3. Retenção de know-how na exploração do pré-sal – Se é estratégica a exploração das novas riquezas, a retenção de conhecimento sobre a tecnologia de extração é mais importante ainda para o país. É importante registrar que toda a tecnologia para exploração de petróleo em águas ultraprofundas vem sendo desenvolvida pela Petrobras. E há entre os seus técnicos uma certeza: reterá este know-how a empresa que operar sua exploração. Ora, quais são hoje os limites do atual marco legal para dar ao Brasil e à Petrobras a garantia de que será ela a operadora neste processo? As vantagens estruturais do país no futuro próximo poderão ser definidas por aqueles que detiverem maior conhecimento nesta área. Como vai se comportar o Brasil diante disso?
4. As perspectivas do risco no investimento do pré-sal – Há uma década, quando o atual marco regulatório da exploração do petróleo foi aprovado pelo Congresso, o risco exploratório no Brasil era muito elevado. Altos investimentos, alto risco e óleo de baixa qualidade. Hoje a visão é inversa: apesar de vultosos investimentos, o risco é mínimo e o óleo, comprovadamente da melhor qualidade. Essa mudança de perfil tem que ser revista, ao menos, para aperfeiçoar o que está feito. Além do mais, é preciso atualizar tecnologicamente a legislação para enfrentar casos não contemplados, como as várias hipóteses de unitização. No campo de Iara, por exemplo, a Petrobrás vê a necessidade de discutir a forma de exploração da parcela do campo dentro da área sob concessão, juntamente com a exploração de uma área, no mesmo campo, que ainda pertence à União.

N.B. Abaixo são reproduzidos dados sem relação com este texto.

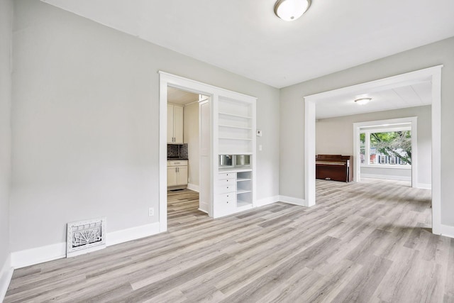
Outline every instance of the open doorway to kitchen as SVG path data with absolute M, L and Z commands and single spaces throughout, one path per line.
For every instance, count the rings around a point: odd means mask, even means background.
M 203 94 L 167 86 L 167 220 L 182 226 L 206 216 L 199 209 L 201 104 Z
M 162 232 L 167 230 L 168 210 L 175 213 L 177 209 L 184 210 L 184 208 L 189 208 L 190 211 L 196 212 L 199 216 L 206 216 L 204 211 L 199 210 L 201 205 L 204 202 L 211 207 L 212 192 L 211 104 L 213 99 L 213 87 L 164 72 L 159 73 L 159 222 L 160 232 Z M 171 95 L 170 99 L 168 99 L 169 94 Z M 172 94 L 175 95 L 173 99 Z M 183 101 L 184 98 L 187 99 Z M 181 99 L 182 101 L 177 101 L 178 99 Z M 206 109 L 203 115 L 200 111 L 202 108 L 201 104 L 208 104 L 208 106 L 203 107 Z M 184 107 L 187 107 L 186 123 L 184 123 Z M 198 118 L 196 118 L 197 113 Z M 170 116 L 172 117 L 171 118 Z M 175 116 L 178 116 L 177 119 L 180 119 L 179 117 L 182 116 L 182 121 L 172 121 L 172 119 L 175 120 Z M 185 124 L 186 130 L 184 130 Z M 178 129 L 170 129 L 172 127 Z M 186 139 L 184 138 L 185 133 Z M 191 143 L 189 143 L 189 141 Z M 203 145 L 201 145 L 202 142 Z M 199 146 L 198 148 L 197 146 Z M 168 162 L 169 155 L 175 157 L 170 160 L 174 161 L 171 163 Z M 208 182 L 205 180 L 206 178 Z M 171 188 L 167 188 L 169 184 Z M 171 192 L 167 189 L 184 190 Z M 182 192 L 185 192 L 184 195 Z M 186 202 L 182 201 L 179 206 L 172 205 L 172 209 L 170 209 L 167 207 L 167 197 L 169 200 L 172 202 L 177 200 L 186 200 Z M 189 211 L 188 209 L 187 211 Z M 204 211 L 211 215 L 211 208 Z M 182 220 L 178 219 L 177 215 L 175 216 L 178 220 Z

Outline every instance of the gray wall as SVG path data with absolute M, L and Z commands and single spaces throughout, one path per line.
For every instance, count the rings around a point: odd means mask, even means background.
M 280 194 L 304 198 L 304 96 L 441 64 L 444 65 L 441 76 L 441 222 L 454 226 L 454 38 L 281 89 Z
M 13 2 L 0 1 L 0 270 L 10 253 L 9 192 L 11 176 L 11 49 Z M 0 272 L 0 275 L 1 272 Z M 0 287 L 2 277 L 0 276 Z
M 258 199 L 279 194 L 279 91 L 33 0 L 13 33 L 11 250 L 65 241 L 65 224 L 109 231 L 158 214 L 158 70 L 258 98 Z
M 409 107 L 392 111 L 320 119 L 316 123 L 316 153 L 354 155 L 353 123 L 397 118 L 418 117 L 418 183 L 431 184 L 432 124 L 431 106 Z M 364 168 L 364 170 L 363 170 Z M 367 174 L 409 176 L 411 170 L 362 167 Z

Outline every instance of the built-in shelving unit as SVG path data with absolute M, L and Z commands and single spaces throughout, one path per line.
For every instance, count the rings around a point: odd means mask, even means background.
M 238 99 L 220 96 L 215 107 L 214 140 L 217 144 L 214 150 L 216 157 L 231 159 L 233 163 L 231 165 L 223 161 L 217 167 L 214 217 L 254 206 L 255 101 L 255 98 L 244 95 Z M 236 162 L 245 158 L 246 163 Z
M 219 154 L 252 153 L 253 104 L 219 97 L 218 132 Z

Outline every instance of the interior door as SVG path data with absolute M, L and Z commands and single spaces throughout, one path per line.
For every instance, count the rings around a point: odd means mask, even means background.
M 167 143 L 173 143 L 173 105 L 167 104 Z
M 211 104 L 199 104 L 200 170 L 199 209 L 211 215 Z
M 175 143 L 183 143 L 183 106 L 173 107 L 173 136 Z

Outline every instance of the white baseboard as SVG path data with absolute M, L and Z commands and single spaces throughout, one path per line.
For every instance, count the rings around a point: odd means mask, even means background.
M 199 190 L 200 187 L 199 187 L 199 185 L 196 185 L 195 184 L 188 183 L 187 189 L 194 190 L 194 192 L 200 192 Z
M 279 196 L 279 201 L 281 202 L 289 203 L 290 204 L 299 205 L 300 206 L 306 206 L 306 201 L 304 199 L 294 198 L 293 197 Z
M 454 226 L 449 225 L 441 225 L 441 236 L 445 237 L 454 238 Z
M 11 265 L 15 269 L 66 257 L 66 242 L 40 246 L 11 253 Z
M 422 189 L 432 189 L 431 184 L 423 184 L 423 183 L 418 183 L 416 184 L 417 188 L 421 188 Z
M 271 204 L 278 202 L 279 200 L 279 196 L 268 197 L 267 198 L 260 199 L 260 200 L 255 200 L 257 206 L 263 206 L 265 205 Z
M 406 177 L 406 176 L 392 176 L 392 175 L 387 175 L 361 174 L 361 177 L 365 178 L 387 179 L 389 180 L 411 181 L 411 177 Z
M 107 246 L 159 233 L 159 222 L 107 233 Z
M 128 242 L 132 240 L 147 237 L 159 233 L 160 223 L 122 229 L 121 231 L 107 233 L 107 246 Z M 66 257 L 66 242 L 61 242 L 45 246 L 11 253 L 11 265 L 13 268 L 21 268 L 26 266 L 51 261 Z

5. A utilização das novas riquezas no investimento social do Brasil – Como o país vai usar o dinheiro do bilhete premiado? Ele terá que ser sacado gradualmente e com prudência para render o máximo para os brasileiros, nas próximas décadas. Qual será o ganho social advindo desta nova riqueza? Nunca será cedo demais para discutir se é o saneamento, a educação, as Forças Armadas ou a Saúde o setor que deverá ter seu desenvolvimento estruturado para ser a alavanca da distribuição da riqueza neste país nas próximas décadas.
Este debate deverá envolver toda a sociedade de forma apaixonada. O Congresso Nacional deve assumir imediatamente seu papel nestas definições estratégicas para o presente e o futuro do país.